VI. Poet
He was a poet. He was a poet and he recited rhymes, found the words that fit best and composed poems; he told her his dreams and let her know of his feelings with his lines. And he imagined other worlds, because that's what poets do− dream and imagine and turn harsh reality into something joyful and beautiful. He walked to her casually, and held her with an ease that made her wonder how it could ever be wrong; and then he whispered promises that she wanted to think were not lies disguised as truths, but words that he truly believed, that she believed, that they would both believe forever.
Now he was composing a ballad, an almost-song that reminded her he'd once been a musician, and she still remembered the notes, how to play with him and sing with him and become one and the same. But this time he had chosen poetry, and she understood why− because poems rhyme and rhymes are all different and all unique. He knew exactly what to say, what to whisper and what emotions to convey. Once, he stood and went to gaze outside the window; and she joined him in front of the large panel.
He started counting the stars. It was a joke at first− a light comment, a playful suggestion. But she caught his reflection in the window and her eyes glimpsed the white dots in the sky, and she smiled, because this was expected. Tonight, he was the poet, and it seemed only right that they would count the stars, count the bright spots in the illuminated sky. Long ago, it seemed, it had been dusk, she'd been a dreamer, and they'd watched the clouds; but now it was dark, and he was the poet who murmured the names of constellations. She listened, fascinated, watching as his descriptions encompassed a vast area of the night.
Poets aren't immortal, but she knew his rhymes were; she could feel in the melancholy behind the stanzas that he was trying to make things last, even if the time they spent here together was short. Those lines… they made her heart swell and filled her soul with hope, and they would remain long after he stopped being a poet and she stopped being a painter and a dreamer. They would still be alive after they'd leave the room; they would still be here the next day, waiting for them near the window, waiting for them in their dreams, reminding them that tonight, he'd improvised himself as a poet and the room had given him the inspiration he sought.
So for now, she listened intently as he told her the story of Cassiopea, the mother of Andromeda, showed her the stars at the apogee of the vault of heaven. She followed the patterns with him, and he knew them all− the stories of Aldebaran, of Betelgeuse, of Orion and all the constellations in the Southeast.
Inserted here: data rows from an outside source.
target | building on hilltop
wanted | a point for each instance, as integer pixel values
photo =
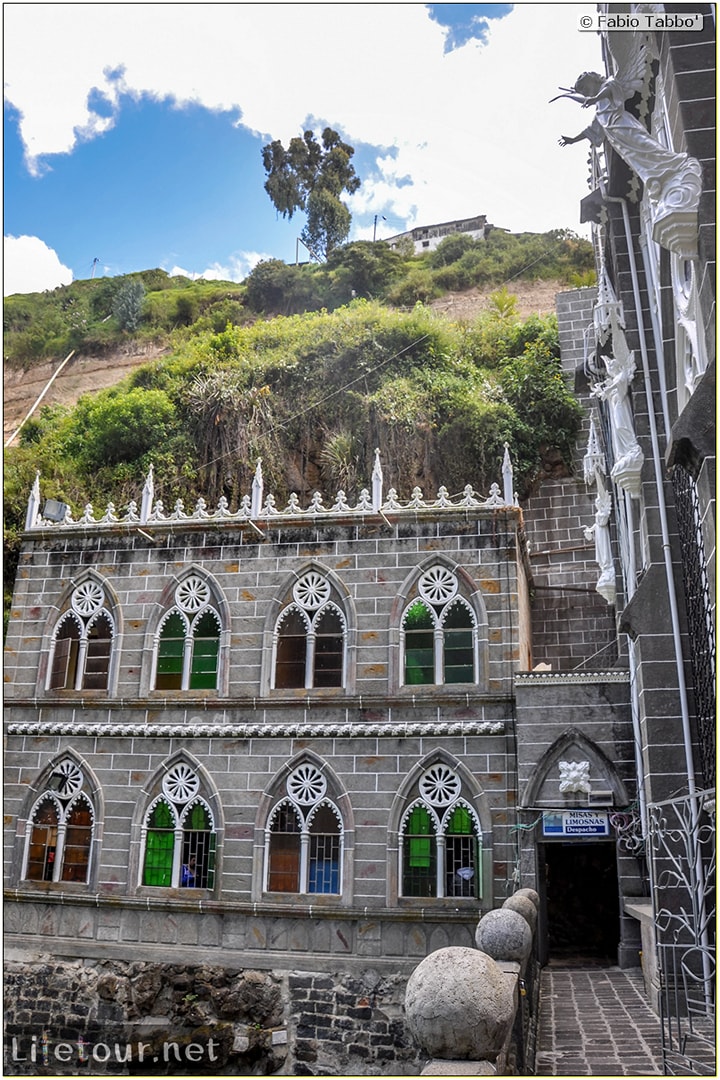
(425, 238)
(649, 363)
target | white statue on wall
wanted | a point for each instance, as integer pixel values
(673, 180)
(627, 455)
(600, 532)
(575, 778)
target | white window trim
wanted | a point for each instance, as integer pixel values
(85, 625)
(62, 831)
(438, 640)
(306, 818)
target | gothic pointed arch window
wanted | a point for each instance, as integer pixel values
(310, 639)
(304, 837)
(178, 838)
(439, 637)
(82, 644)
(60, 828)
(188, 640)
(440, 839)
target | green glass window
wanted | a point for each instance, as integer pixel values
(419, 645)
(458, 645)
(171, 650)
(160, 847)
(419, 855)
(205, 648)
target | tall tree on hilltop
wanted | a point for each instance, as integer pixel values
(312, 177)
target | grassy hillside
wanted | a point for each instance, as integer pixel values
(96, 315)
(311, 393)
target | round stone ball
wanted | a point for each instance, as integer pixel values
(504, 935)
(459, 1006)
(525, 907)
(530, 893)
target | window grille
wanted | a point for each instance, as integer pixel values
(179, 835)
(440, 840)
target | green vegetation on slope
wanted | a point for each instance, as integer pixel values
(96, 315)
(312, 395)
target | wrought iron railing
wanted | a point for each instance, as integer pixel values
(701, 628)
(682, 851)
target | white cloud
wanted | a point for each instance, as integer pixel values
(30, 266)
(236, 269)
(472, 127)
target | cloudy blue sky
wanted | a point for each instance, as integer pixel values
(134, 132)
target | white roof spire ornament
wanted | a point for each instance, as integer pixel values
(256, 501)
(673, 181)
(148, 495)
(508, 494)
(377, 482)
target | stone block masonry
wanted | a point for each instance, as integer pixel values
(109, 1017)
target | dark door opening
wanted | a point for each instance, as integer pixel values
(582, 906)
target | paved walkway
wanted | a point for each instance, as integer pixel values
(596, 1022)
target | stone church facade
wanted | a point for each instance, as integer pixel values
(302, 747)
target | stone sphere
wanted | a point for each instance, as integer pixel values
(504, 935)
(525, 907)
(459, 1006)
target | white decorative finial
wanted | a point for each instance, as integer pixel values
(508, 495)
(377, 482)
(34, 504)
(256, 501)
(148, 495)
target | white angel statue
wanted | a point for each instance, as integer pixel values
(673, 180)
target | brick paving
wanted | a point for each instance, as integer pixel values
(596, 1022)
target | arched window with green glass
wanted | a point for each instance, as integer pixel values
(158, 867)
(187, 655)
(179, 835)
(439, 637)
(420, 853)
(440, 839)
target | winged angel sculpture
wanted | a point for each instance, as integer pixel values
(673, 180)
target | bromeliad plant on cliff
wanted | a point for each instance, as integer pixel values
(312, 395)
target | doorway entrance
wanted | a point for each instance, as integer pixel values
(581, 902)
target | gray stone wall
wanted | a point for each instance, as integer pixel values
(572, 625)
(105, 1017)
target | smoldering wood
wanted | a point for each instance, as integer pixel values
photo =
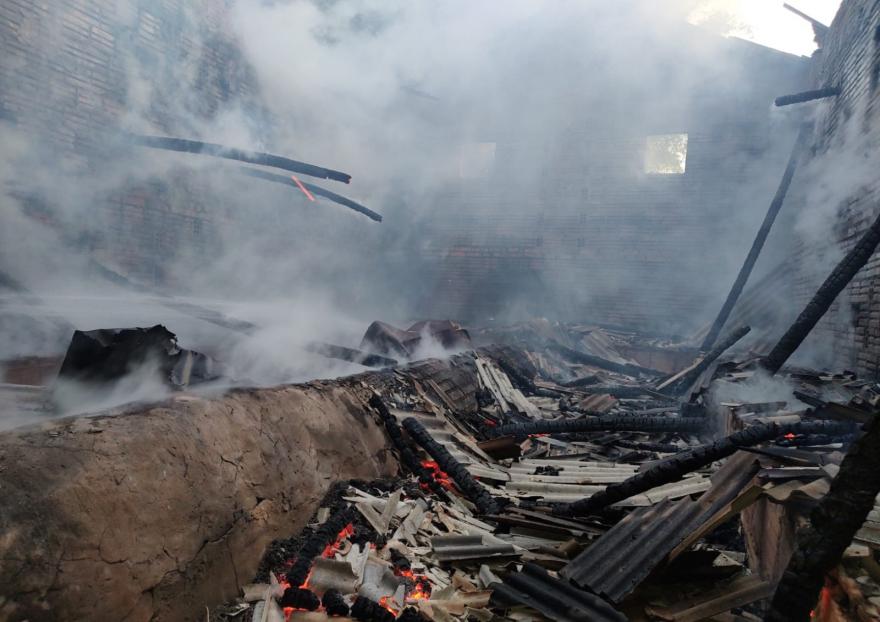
(316, 190)
(689, 378)
(840, 277)
(596, 361)
(676, 467)
(183, 145)
(615, 423)
(833, 525)
(325, 534)
(407, 455)
(474, 491)
(761, 237)
(807, 96)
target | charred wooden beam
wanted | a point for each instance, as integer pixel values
(407, 455)
(758, 244)
(588, 359)
(316, 190)
(183, 145)
(836, 282)
(678, 466)
(472, 489)
(689, 378)
(807, 96)
(334, 603)
(315, 545)
(833, 524)
(625, 423)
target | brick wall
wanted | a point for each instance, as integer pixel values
(72, 74)
(570, 225)
(841, 181)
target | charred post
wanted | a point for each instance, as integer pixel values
(758, 244)
(836, 282)
(689, 378)
(678, 466)
(472, 489)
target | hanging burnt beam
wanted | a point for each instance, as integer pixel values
(676, 467)
(472, 489)
(336, 198)
(758, 244)
(183, 145)
(689, 378)
(836, 282)
(807, 96)
(833, 524)
(617, 423)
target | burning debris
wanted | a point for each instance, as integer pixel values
(599, 496)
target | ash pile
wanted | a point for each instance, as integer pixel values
(585, 486)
He even told her about the stars they couldn't see. He mentioned Leo and Cancer and Cygnus and Aquarius, told her about the legends and the myths. She leaned back into his embrace, enjoying the feel of his warm arms around her; and when she asked how many stars he had counted, he just turned to look at her, and she could feel his grin in the dark.
He'd counted them all, he'd seen them all, but somehow, they were no longer important, because tonight he was seeing her. And that's what he told her− because poems allow you to say things that you can't ordinarily say, and nights like these make you forget that on the outside, there is another world where those who speak their true feelings to a woman who isn't their wife can only end up as fallen bards walking the avenue of the ages alone.
But tonight, he would count the stars in her gaze. Tonight, he'd be a prince and she'd be a princess among the heroes and villains, and together, they would rule the world from this room.